A scream is what happens when language runs out, leaking out when the body knows something the mouth cannot make respectable. You can call it “ugly” or “unholy,” but the deeper issue is that it is unmanageable. It cannot be edited into a tidy testimony, and it refuses to cooperate with the “everything is fine” script. This is why evangelical culture reacts so intensely to it: the scream reminds people of the pain they are trying to pray away.
That brings me, inevitably, to hebel. Ecclesiastes names the world for what it is: vapor, breath, frustration, and the absurdity of trying to build anything permanent. Hebel is not a mood; rather, it is a diagnosis. It is what you say when you have stared at the world long enough and realized you cannot keep lying about it. The scream is hebel made audible. When I hear it, I do not hear the Devil. I hear a release valve, the admission that things are not okay, and a hymn briefly becoming honest.
The Irony: Skillet Is Still “Safe”
What makes this whole controversy almost comedic is that Skillet has spent years becoming safer. They are one of the most youth-group-approved bands in Christian music. The edges have been sanded down over time, and the desperation of earlier eras gave way to arena anthems and motivational language designed to be consumed without discomfort.
They became the kind of band the Christian market claims it wants. And yet, with one scream, one moment of aggression and imperfect human sound, the market turns on them. This proves that legalism is not really about holiness. It is about control. You can be safe and still not be safe enough. You can spend years trying to fit the mold and still be punished the moment you remind people you are human.
So, What Are We Policing?
Here is what I think is actually happening beneath the “demonic” accusations. Evangelicalism, especially in its modern worship culture, does not fear Satan as much as it fears grief. It fears rage, and it fears the kind of suffering that does not resolve into a neat testimony. Furthermore, it fears the person whose life did not improve after the altar call.

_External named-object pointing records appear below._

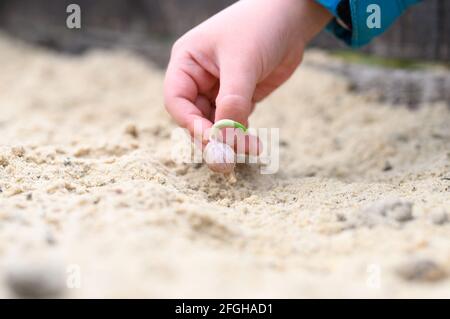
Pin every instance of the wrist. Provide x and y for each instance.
(310, 18)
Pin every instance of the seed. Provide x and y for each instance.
(219, 157)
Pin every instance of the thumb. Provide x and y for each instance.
(237, 87)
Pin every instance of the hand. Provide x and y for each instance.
(222, 67)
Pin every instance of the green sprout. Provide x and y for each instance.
(225, 124)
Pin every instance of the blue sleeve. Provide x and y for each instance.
(370, 18)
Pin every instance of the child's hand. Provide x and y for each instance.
(221, 68)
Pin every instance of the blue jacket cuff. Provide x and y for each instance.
(370, 18)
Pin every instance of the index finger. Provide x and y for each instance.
(183, 82)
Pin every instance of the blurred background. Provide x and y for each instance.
(149, 27)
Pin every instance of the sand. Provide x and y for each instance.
(91, 204)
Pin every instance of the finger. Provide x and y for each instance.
(237, 86)
(181, 95)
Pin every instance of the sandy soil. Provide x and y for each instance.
(88, 188)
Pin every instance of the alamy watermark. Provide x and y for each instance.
(73, 20)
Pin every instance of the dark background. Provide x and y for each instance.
(150, 26)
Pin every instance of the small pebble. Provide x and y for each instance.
(423, 270)
(392, 211)
(18, 151)
(132, 130)
(439, 217)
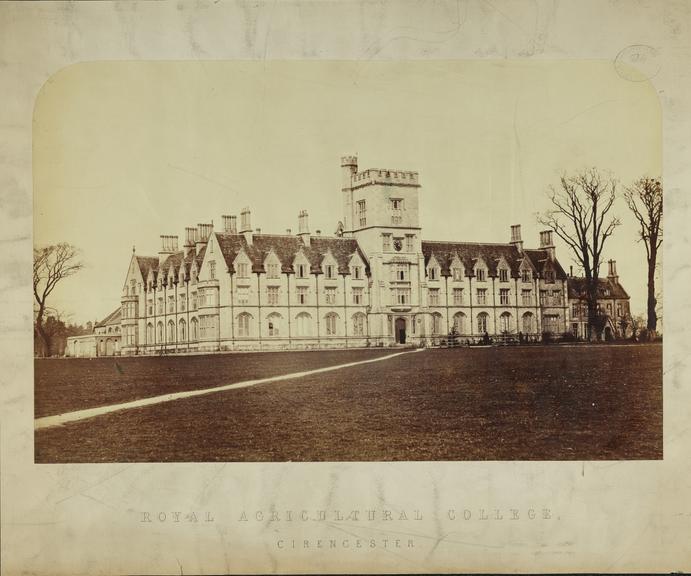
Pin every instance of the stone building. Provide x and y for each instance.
(376, 282)
(103, 341)
(612, 302)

So, the culture polices sound. They do this not because sound is theology, but because sound reveals what theology is trying to hide. A scream interrupts the performance. It exposes the fragile fantasy that faith is always calm, always hopeful, always uplifting, and always marketable. But a religion that cannot tolerate a scream is not a religion prepared for the world it claims to understand.

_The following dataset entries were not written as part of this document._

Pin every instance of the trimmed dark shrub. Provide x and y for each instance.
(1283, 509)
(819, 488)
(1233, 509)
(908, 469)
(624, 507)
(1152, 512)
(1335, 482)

Conclusion: Let the Hymn Crack!
To the critics calling a vocal technique demonic, you might want to ask what you are really rejecting. Because from where I stand, the scream is not an attack on holiness. It is a refusal to pretend.
If the world is as broken as Christianity insists it is, then the soundtrack should not always be pretty. Sometimes the most reverent thing a person can do is stop editing their pain. Sometimes the hymn needs to crack open. And sometimes, the only honest prayer left is noise. In the deepest, darkest pit the Psalmist found himself in (Ps. 88).
And mind you, Christian metal may be your last way to reach the angry skeptics like myself who have turned on you and your legalism.